We introduced a simple “Reviewed” label in order to tag, track and report on the tests the testers reviewed. This helped distinguish between generated content and validated content and ensured that AI-assisted tests were held to the same quality bar as those wholly created by professional testers.

Figure 2: Reviewing and confirming AI-generated test cases before approval.

Process fit

One of the most valuable aspects of this module is that the capability lives entirely within Xray. The generated tests were formatted as any standard Xray test case; they could be edited, organised, linked for traceability and executed using existing workflows, whether manual or BDD-based.

There was no need to change roles, processes, or surrounding tooling. From a governance perspective, this significantly lowered the barrier to exploration and implementation for Test. It also made conversations with stakeholders simpler, as the new capability is an enhancement to an already approved test management tool, rather than introducing a new AI product.

As with any such capability, its use remains subject to appropriate security and privacy review, aligned with each client’s policies.

Insights from the evaluation

Exploring Xray’s AI Test Case Generator clarified where this capability fits within a modern testing workflow. It adds value at the beginning of test design, supports more focused review conversations and encourages earlier thinking about behaviour and coverage.

It showed that AI can be introduced in a way that remains familiar while operating within clear, well‑defined controls.

Potential areas of benefit

From our trial, a few areas stood out as having practical impact:

  • accelerating initial test coverage
  • improving consistency when stories are clearly defined
  • supporting earlier conversations around behaviour and expectations

Areas for future use

This exploration was not about adopting an AI trend. It was about understanding a new capability as it became available within a trusted toolset and assessing how it could enhance an existing test design process.

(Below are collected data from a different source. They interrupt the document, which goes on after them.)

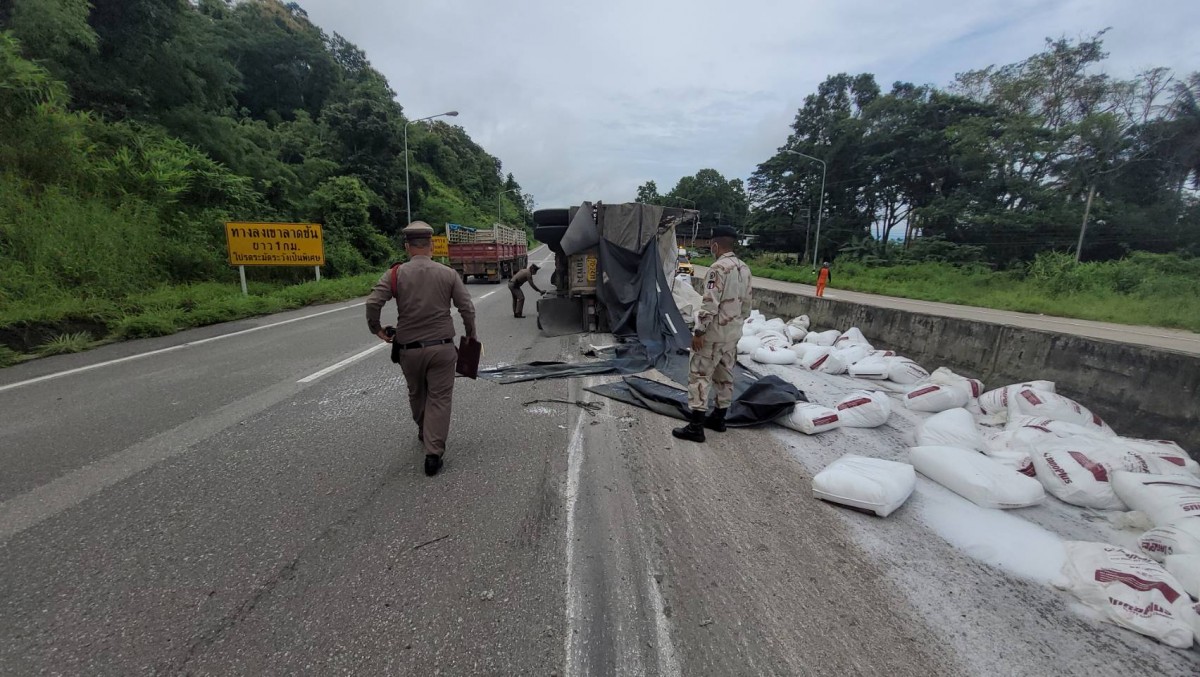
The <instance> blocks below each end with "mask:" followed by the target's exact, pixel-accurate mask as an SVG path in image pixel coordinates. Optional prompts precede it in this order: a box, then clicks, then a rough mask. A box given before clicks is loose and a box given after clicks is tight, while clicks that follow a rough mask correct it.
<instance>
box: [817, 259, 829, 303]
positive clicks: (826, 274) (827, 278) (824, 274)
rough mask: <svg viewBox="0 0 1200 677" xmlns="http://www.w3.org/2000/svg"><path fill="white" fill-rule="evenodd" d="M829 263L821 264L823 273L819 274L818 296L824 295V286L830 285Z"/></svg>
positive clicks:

  1. Try it: Engage directly with the tool’s AI generation features using real-world scenarios.
  2. Observe it: Meticulously document the types of test cases generated, their relevance, and the speed of output.
  3. Understand it: Analyse the underlying logic and constraints of the AI, identifying its strengths and limitations in the context of our complex testing requirements.

The journey was simple; try it, observe it and understand it. Through that, we gained a clearer view of how AI can support QA work in a grounded, practical and confidence-building way. This exploration of Xray’s new AI Test Case Generator was fundamentally rooted in pragmatic assessment, rather than a mere embrace of a fleeting technology trend. Our objective was clear: to thoroughly understand this newly integrated capability within a familiar and trusted toolset, and to rigorously evaluate its potential to genuinely enhance and streamline our established test design process.

The methodology adopted for this investigation was intentionally simple and iterative:

By maintaining this focused, hands-on, and critical perspective throughout the journey, we successfully moved past the hype surrounding AI in QA. The outcome was a clearer, more grounded view of how this technology can tangibly support Quality Assurance work, not by replacing the skilled QA analyst, but by acting as an intelligent assistant. This approach has led to a practical, confidence-building understanding of AI’s role in test design, demonstrating its utility as a valuable enhancement – using AI to work smarter, not harder, truly embodying our value of human-centred excellence.